Attention ! Polar réjouissant !

 Si ! Si !Ça existe, la preuve : Piedad de la Viuda, personnage de cinquantenaire canon et coincée, confite en dévotions et accro aux aphorismes et autres proverbes plus ou moins consternants.

 La mort de son mari va réveiller en elle une femme bien différente, explosive, libérée et dangereuse.C’est qu’elle a du temps à rattraper ! La colère la transforme radicalement ( ou la révèle ? ) et le spectacle est des plus réjouissant. Détournement de fond, énigmes, coup de cœur et de corps, un bon moment de lecture qui ne laisse aucune place à la mélancolie.

 Les personnages féminins sont hauts en couleur et rien que pour cela , ce roman vaut la peine qu’on s’y attarde. De l’humour, des crimes, joli programme, non ?

L’infini livre, Noëlle Ravez, 2014

 

 Qu’un roman soit une fiction, voilà qui n’a rien d’original, qu’il porte sur l’écriture et le milieu littéraire, cela s’est déjà lu, qu’il affirme un futur dans lequel contenu du livre n’aura plus qu’une importance anecdotique, là,nous nous retrouvons en terre étrangère.

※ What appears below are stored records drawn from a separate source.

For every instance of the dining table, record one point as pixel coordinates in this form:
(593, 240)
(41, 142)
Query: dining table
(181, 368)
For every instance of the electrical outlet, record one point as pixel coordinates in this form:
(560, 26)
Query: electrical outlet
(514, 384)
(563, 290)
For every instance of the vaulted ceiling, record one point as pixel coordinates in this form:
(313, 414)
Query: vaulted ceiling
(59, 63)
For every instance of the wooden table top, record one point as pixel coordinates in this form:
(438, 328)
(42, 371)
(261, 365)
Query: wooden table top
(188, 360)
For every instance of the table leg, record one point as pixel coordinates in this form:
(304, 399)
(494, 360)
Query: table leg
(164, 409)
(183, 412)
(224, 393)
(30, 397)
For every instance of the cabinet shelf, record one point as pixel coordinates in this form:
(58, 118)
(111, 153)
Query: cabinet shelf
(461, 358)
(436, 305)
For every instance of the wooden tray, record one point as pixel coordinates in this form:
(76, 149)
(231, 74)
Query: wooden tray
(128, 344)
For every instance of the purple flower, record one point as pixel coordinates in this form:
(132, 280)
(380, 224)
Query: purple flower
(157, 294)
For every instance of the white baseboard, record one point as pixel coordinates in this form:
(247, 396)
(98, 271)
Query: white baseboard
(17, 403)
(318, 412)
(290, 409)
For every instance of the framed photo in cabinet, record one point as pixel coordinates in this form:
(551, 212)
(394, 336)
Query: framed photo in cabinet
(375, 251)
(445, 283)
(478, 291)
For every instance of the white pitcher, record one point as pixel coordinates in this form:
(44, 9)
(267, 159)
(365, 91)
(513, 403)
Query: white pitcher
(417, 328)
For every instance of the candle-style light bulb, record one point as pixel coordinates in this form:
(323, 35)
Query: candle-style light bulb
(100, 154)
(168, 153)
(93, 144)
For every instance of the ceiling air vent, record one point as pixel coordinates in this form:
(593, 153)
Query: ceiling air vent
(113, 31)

Voyage novateur par conséquent que celui de l’infini livre. Si la logique mécanique des talk-show littéraires est poussée jusqu’au dénouement fatal, celle de la lecture ne l’est pas moins. « En soi, il n’était en rien difficile de parler des livres. C’était à la portée de n’importe qui. » (p 25) forcément, quand le livre se réduit au poids et à la couverture !

 Plus grave, la musique et le langage ont subi le même revers dans ce conte philosophique sans Candide.

 Alors ? Monde perdu?Fin des rêveries ? Fin de toute tentation d’intelligence ?

  C’est de la rencontre que va naître la solution, la rencontre de deux femmes écrivains. D’abord comparées,puis fusionnées par le système, elles vont commettre l’impensable :ouvrir un livre et…

En dire davantage serait un coup en traître et il n’y aurait plus de surprise mais ce roman est à lire absolument. Beaucoup d’humour, d’ironie et un futur qui a bien des points communs avec certains aspects de notre présent.

En nous beaucoup d’hommes respirent,Marie-Aude Murail, 2018 ( éditions l’Iconoclaste)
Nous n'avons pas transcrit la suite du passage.